The marina at Puerto Jimenez
Running trip total: 599
I was once again up very early, as I hoped to be back down in Dos Brazos for sunrise. Waking up to bird #600 of the trip (Striped Owl) calling outside my tent was a good omen! Making it to Dos Brazos for first light, I added Brown-hooded Parrot to the trip list before walking up the trail along the river near the Bosque del Rio Tigre lodge.
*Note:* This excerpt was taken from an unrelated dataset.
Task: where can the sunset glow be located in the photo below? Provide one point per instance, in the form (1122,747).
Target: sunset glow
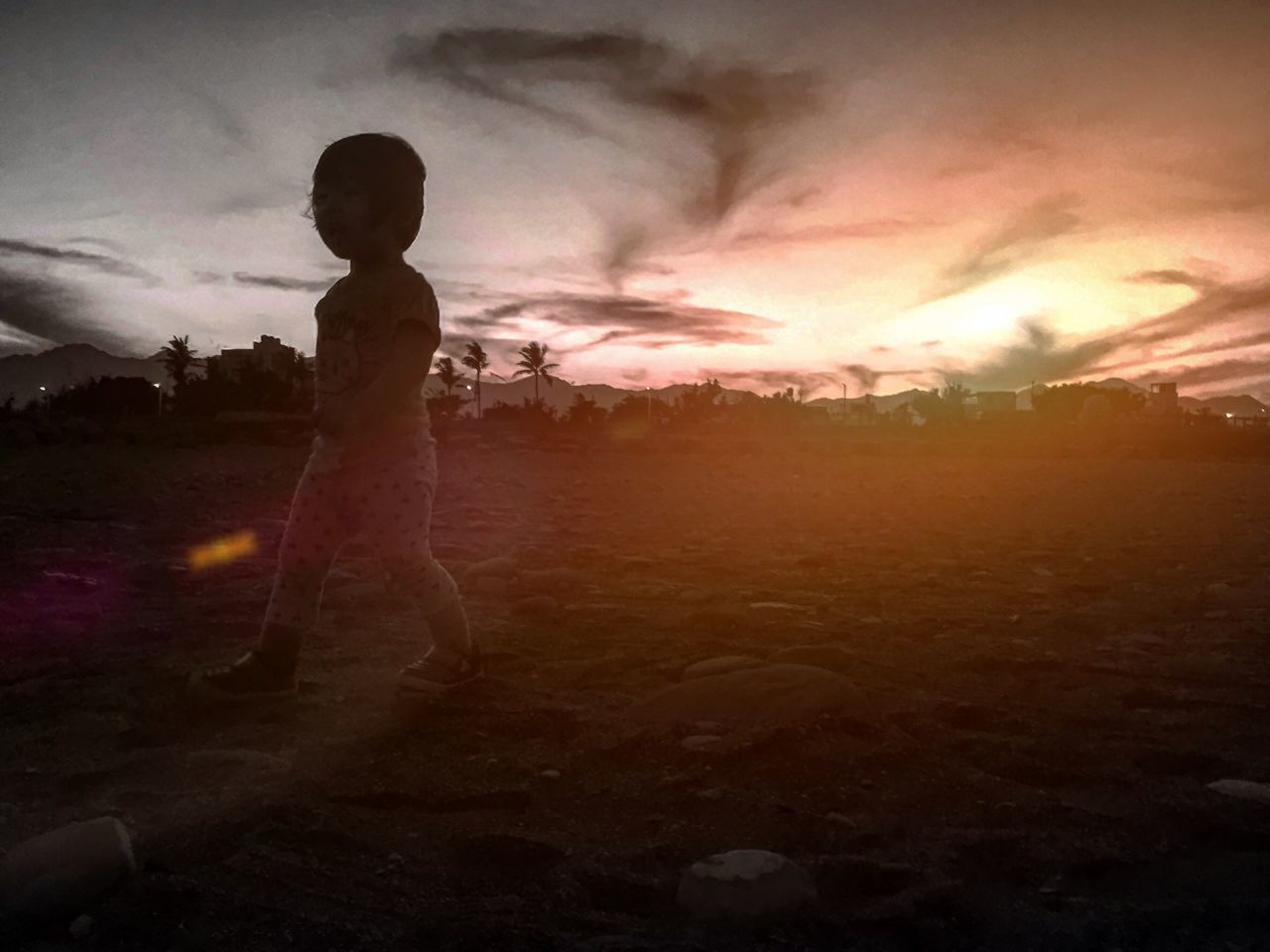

Discovering that this trail didn't go as far as I thought it did without requiring boots or water shoes, I wandered around near the entrance to the lodge, checking out some mixed flocks. At this point one of the workers noticed me and disappeared - after a few minutes the lodge owner came out to talk to me, and it turned out to be Abraham, the guide I had met at the Rincon bridge the day before! He invited me in for a snack and after chatting for a bit, said he had to go do something but I was free to walk the trails if I wanted. Score! I ended up spending most of the day here, birding both on my own and with some of the guests (Dave and Laura from Ohio, hope the rest of your trip went well!), and racked up a pretty decent list. The obvious highlight was Black-cheeked Ant-Tanager (my third and final Costa Rican endemic for the trip), which were fairly easy to find along the trails, but there were numerous other good birds around (Marbled Wood-Quail, Black-hooded Antshrike, Long-tailed Woodcreeper, Black-tailed Flycatcher, White-winged Becard, Scaly-breasted Wren among others) to keep me occupied.
Blue Ground-Dove at the rice feeder
Around noon I walked back to Dos Brazos (Bosque is right on the edge of town) to grab some lunch, only to discover that the only restaurant in town was closed (out of food)! One of the locals took pity on me and invited me in for lunch with his family - typical Costa Rican hospitality! After a delicious lunch I made my way across town to check in at the hostel (finding American Pygmy Kingfisher along the way), where for something like $12 I had a whole cabin to myself. I relaxed for a bit then headed back to Bosque to meet up with Dave and Laura for some birding along the Quebrada Pizote, a small stream that is reliable for a few Osa targets. It turned out that my hostel was right beside the entrance to the trail that runs along the stream, and I hadn't even realized it! Our main target was White-tipped Sicklebill, which was nesting along the stream somewhere. We walked up the stream and found the nest without too much effort, and then just sat and waited...and waited...and waited. We gave up with not much daylight left, having missed the hummingbird but adding Blue-crowned Manakin for the trip. On the way out we had a very close encounter with my lifer Olivaceous Piculet, watching it pull a grub out of a small tree about 1m away! It seemed pretty oblivious to our presence until it had it's prize, at which point it promptly took off. After driving Dave and Laura back to Bosque (where we watched some Black-faced Antthrushes at the compost pile), I settled in at the hostel for the night, having an amazing dinner with the owners and the only other guest, a guy from Germany who was wandering the country for a few months, seeing the sights and learning Spanish.